The BBC novels took over and I didn't quite latch onto them in the same way, but it's hard to argue that they didn't advance the mythology, especially where the eighth Doctor was concerned. Who among us didn't go wide-eyed at the first mention of Gallifrey's destruction in the new series, daring to think that maybe, just maybe, the books were being taken on board as part of some big master timeline? As it happens, John Peel's vision of the destruction of Gallifrey was different from RTD's, but for a moment, it almost seemed to all line up. The BBC books also gave us an intro story for Mel, an "official" acknowledgement of the Season 6B theory, and a plausible exit for the sixth Doctor - more plausible, at least, than a bump on the head.

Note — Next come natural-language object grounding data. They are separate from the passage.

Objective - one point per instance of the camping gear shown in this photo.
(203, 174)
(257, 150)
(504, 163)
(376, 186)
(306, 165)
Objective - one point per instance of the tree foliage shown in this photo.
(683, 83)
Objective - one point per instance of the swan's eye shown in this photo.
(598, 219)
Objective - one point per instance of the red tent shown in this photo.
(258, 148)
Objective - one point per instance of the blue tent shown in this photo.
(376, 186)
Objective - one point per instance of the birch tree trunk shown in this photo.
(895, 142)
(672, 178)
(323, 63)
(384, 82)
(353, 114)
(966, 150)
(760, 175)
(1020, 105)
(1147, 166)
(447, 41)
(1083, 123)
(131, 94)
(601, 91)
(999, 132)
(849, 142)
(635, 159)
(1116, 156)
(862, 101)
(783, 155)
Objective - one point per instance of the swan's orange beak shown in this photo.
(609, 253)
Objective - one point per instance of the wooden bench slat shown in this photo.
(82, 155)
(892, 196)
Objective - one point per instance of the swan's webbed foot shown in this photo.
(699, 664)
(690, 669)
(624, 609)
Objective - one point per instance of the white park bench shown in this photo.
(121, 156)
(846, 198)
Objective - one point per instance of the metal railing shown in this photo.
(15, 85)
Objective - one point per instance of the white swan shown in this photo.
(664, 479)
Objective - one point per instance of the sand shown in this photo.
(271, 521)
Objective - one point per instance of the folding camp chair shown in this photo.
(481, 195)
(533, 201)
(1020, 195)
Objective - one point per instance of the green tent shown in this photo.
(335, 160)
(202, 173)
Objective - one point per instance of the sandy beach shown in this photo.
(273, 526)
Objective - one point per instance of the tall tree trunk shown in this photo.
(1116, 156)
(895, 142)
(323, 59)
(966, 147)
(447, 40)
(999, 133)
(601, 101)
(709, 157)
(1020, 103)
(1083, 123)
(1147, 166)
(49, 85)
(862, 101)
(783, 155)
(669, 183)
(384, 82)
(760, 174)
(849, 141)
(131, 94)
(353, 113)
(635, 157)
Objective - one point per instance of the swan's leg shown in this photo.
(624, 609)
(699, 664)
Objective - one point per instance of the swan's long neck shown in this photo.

And somewhere in there we got Big Finish, reminding us just how brilliant Doctor Who was off the printed page. By returning to the original four-episode format of the show, and yet bringing us stories that were surprisingly modern, I still feel in my gut that Big Finish may have been the tipping point that set things in motion for the current TV series to happen. It's sadly been marginalized by the TV series' return - witness the sea change in the McGann stories, from four-roughly-25-minute-episode stories to a format that more or less humps the leg of the current single-rapid-paced-episode TV format. And yet the new series displays some obvious Big Finish influence (i.e. a healthy portion of its stable of returning writers, and even whole stories or at least story concepts). I personally don't think Big Finish gets the credit it deserves for taxiing the TARDIS down the runway to get ready for takeoff again.
And let's not forget the various fan-produced video productions of the 1990s - Wartime, Downtime, Shakedown, the Auton trilogy, etc. etc.
Any thoughts? Are any or all of these things simply stuff that kept the hardcore fans from baying at the moon for years on either side of the TVM? Or are they vital parts of the history of the show that are unjustly overlooked in the official record?